1.          To avoid contamination of sterile drug products the room should be cleaned

2.          Epoxy flooring should be there to avoid any dust particle storage

3.          Dynamic airflow visualization study and smoke pattern testing should be conducted to minimize the risk

4.          The stopper should provide proper airflow pattern

5.          The open filled vials like ampoules should be closed perfectly without giving a chance of contamination 

ANALYTICAL CHALENGES:

It is divided into the maximum dosage and the minimum dose to be administered in a clinical setting for the purpose of administration studies. "Although the upper concentration limit is typically not an analytical challenge because it is on par with the undiluted drug product's concentration, there are cases where the lower concentration limit is significantly lower than what can be measured analytically. From an analytical standpoint, the lower concentration limit of 0.05 mg/ml may provide difficulties for biological products like monoclonal antibodies. The dosage schedule or analysis should be adjusted accordingly in such cases. With the right concentration, the capacity of the intravenous container should be minimized for low dosage levels of delivery.
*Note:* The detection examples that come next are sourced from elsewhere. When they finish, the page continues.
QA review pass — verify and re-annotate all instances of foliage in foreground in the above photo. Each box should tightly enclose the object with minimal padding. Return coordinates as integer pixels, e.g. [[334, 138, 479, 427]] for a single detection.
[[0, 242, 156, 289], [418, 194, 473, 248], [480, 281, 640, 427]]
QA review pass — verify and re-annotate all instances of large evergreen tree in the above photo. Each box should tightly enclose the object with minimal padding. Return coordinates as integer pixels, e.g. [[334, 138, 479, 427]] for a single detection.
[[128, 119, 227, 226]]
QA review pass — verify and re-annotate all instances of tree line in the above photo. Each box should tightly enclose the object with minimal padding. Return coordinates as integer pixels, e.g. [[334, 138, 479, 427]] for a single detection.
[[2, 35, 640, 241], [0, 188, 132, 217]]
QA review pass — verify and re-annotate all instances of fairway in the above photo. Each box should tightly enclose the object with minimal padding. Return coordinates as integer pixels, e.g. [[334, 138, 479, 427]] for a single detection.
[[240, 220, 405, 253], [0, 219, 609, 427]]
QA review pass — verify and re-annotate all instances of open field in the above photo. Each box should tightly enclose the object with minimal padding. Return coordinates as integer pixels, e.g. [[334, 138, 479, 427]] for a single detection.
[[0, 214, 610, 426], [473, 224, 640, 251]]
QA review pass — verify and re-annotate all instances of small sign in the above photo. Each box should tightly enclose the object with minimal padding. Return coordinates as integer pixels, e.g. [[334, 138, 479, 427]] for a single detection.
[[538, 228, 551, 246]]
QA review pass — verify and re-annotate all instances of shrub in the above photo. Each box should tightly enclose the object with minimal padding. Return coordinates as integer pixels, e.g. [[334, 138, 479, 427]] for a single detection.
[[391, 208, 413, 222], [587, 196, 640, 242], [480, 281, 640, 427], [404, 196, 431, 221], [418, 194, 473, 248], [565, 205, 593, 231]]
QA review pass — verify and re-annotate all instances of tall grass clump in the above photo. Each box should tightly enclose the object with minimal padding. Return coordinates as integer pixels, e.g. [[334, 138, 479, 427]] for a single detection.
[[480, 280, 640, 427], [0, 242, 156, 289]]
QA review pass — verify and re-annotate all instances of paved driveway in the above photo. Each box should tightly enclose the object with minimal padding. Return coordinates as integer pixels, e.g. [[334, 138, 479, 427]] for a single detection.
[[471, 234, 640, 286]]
Individual copies of the sample. It is important that the samples used to optimize measurements provide accurate results. However, this might really cause a dramatic spike in the quantity of samples and the need for pharmaceutical products in the real world. Consequently, it's possible to use duplicate samples. Consideration of average sample composites may be warranted when the loads of duplicate samples remain too high. In this case, the analytical sample will really be a combination of many identically produced samples. It will be reflected1 when testing a single sample.

Analysis of sample preservation. It may be necessary to freeze samples in order to prevent any changes if they cannot be analysed right away or if they need to be transported to separate testing locations. Nevertheless, in order to assess how freezing affects sample stability, a probe research or previous experience is required.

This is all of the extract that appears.